Radfahren verkehrt

Nachdem das stationslose Fahrradverleihsystem Obike aus Singapur im Juni 2018 Konkurs angemeldet hatte, standen und lagen überall in den Großstädten die Leihfahrräder in gelb-grauer Optik herum [Abb.1]. Weil die Fahrräder nach dem Konkurs nicht abgeräumt wurden, waren sie bald Zielscheiben von Vandalismus. Kaum hatten die Städte den fabrikneuen Sperrmüll auf Kosten der Steuerzahler entfernt, tauchte ein neuer Anbieter stationsloser Leihfahrräder auf, diesmal aus China, Mobike. Seit Herbst 2018 stehen die orange-grauen Räder beispielsweise in Hannover-Linden herum. Das Leihfahrrad von Abb 2 wurde monatelang nicht bewegt.

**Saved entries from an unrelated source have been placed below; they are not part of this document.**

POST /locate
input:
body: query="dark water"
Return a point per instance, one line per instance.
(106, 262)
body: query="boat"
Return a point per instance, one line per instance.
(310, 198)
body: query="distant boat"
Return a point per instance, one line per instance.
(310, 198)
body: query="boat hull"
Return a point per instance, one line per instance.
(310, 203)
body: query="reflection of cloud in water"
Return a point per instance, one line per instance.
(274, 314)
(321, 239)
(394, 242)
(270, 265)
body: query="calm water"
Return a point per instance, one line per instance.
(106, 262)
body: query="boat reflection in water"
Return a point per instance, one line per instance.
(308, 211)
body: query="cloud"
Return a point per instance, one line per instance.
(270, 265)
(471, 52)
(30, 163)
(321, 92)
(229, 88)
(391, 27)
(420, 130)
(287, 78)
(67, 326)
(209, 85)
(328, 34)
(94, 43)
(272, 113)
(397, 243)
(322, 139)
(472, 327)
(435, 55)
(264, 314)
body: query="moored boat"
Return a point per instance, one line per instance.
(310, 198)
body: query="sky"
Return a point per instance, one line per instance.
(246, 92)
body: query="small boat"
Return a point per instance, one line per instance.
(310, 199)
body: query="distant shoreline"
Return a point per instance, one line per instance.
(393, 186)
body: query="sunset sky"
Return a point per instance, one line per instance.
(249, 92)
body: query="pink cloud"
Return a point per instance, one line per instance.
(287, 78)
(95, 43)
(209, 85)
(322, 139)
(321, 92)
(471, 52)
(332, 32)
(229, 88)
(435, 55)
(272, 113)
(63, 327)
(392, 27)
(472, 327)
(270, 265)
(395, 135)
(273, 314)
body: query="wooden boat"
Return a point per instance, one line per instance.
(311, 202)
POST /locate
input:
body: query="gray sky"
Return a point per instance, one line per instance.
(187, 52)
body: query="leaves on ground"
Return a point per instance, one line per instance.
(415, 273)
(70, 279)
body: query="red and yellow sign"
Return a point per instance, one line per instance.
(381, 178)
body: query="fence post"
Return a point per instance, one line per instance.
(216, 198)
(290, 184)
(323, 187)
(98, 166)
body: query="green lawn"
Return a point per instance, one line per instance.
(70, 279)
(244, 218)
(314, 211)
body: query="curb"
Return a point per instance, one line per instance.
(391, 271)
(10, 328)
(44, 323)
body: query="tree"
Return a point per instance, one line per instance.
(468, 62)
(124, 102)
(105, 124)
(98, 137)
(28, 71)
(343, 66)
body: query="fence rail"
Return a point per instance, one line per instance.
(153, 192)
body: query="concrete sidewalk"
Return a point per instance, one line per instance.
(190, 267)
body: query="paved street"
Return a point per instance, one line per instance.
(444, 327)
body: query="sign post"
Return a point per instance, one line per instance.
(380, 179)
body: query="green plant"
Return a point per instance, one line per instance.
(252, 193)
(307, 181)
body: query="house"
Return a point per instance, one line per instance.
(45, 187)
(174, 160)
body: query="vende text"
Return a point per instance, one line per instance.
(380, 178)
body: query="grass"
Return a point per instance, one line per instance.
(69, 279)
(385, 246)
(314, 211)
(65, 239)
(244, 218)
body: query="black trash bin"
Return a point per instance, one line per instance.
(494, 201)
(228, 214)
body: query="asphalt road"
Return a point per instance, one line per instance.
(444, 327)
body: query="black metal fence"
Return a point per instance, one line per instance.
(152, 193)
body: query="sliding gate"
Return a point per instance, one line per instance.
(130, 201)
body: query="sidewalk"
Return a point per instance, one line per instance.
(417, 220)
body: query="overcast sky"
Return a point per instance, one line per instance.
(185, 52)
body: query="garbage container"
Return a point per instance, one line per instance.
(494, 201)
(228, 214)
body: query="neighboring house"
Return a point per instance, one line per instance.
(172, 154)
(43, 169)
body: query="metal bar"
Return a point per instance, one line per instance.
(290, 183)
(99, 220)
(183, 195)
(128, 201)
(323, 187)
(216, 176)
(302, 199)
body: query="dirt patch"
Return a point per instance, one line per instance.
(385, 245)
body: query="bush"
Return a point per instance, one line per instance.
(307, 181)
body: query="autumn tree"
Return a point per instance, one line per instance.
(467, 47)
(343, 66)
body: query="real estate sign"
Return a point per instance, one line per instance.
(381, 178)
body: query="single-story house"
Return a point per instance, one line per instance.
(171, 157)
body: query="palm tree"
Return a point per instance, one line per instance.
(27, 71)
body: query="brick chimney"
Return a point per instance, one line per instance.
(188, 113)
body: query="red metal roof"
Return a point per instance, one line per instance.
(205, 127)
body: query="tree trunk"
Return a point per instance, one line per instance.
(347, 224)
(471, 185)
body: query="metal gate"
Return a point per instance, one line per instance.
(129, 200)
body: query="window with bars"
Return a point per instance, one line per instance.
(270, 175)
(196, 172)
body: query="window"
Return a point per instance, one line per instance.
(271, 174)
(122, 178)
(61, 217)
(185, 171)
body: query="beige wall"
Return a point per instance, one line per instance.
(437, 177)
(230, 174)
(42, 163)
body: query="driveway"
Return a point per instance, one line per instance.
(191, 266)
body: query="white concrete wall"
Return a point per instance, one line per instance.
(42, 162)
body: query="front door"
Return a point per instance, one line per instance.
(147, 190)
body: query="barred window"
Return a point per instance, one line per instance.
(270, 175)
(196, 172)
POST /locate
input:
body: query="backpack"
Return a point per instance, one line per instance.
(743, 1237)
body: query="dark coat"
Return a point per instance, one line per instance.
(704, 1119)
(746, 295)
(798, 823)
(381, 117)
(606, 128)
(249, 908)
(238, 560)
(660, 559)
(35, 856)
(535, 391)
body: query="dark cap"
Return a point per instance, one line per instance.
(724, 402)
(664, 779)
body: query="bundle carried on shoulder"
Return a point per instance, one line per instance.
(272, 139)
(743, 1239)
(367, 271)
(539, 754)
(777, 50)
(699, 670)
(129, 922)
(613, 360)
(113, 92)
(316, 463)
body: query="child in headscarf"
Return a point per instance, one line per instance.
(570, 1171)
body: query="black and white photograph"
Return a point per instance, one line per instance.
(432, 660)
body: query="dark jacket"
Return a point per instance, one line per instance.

Nur einmal in all den Monaten sah ich jemanden mit einem Mobike fahren. Eine Freundin zu Besuch hat im Februar versucht, eines zu buchen, landete aber bald auf einer Seite mit chinesischen Schriftzeichen und gab den Versuch glücklicherweise auf.

Alle Fotos: JvdL

Inzwischen stehen die Mobikes in meinem Viertel alle Kopf. Ob das eine Vorform von Vandalismus oder die vom Verleiher empfohlene Abstellweise ist, weiß ich nicht. Möglich wäre das, denn dem Vernehmen nach gibt der Verleiher per App Anweisungen wie und wo das Fahrrad abgestellt werden soll. Wer sich als Nutzer registrieren lässt, erhält ein Guthaben von mehreren hundert Punkten. Verstöße gegen die Nutzungsbedingungen werden durch Punktabzug geahndet. Sinkt der Punktestand unter 100, wird das Konto des Nutzers gesperrt. Das Konto lässt sich wieder auffüllen, indem man Verstöße anderer Nutzer meldet. Auf diese Weise wurde das chinesische Sozialscoring auch in Deutschland eingeführt.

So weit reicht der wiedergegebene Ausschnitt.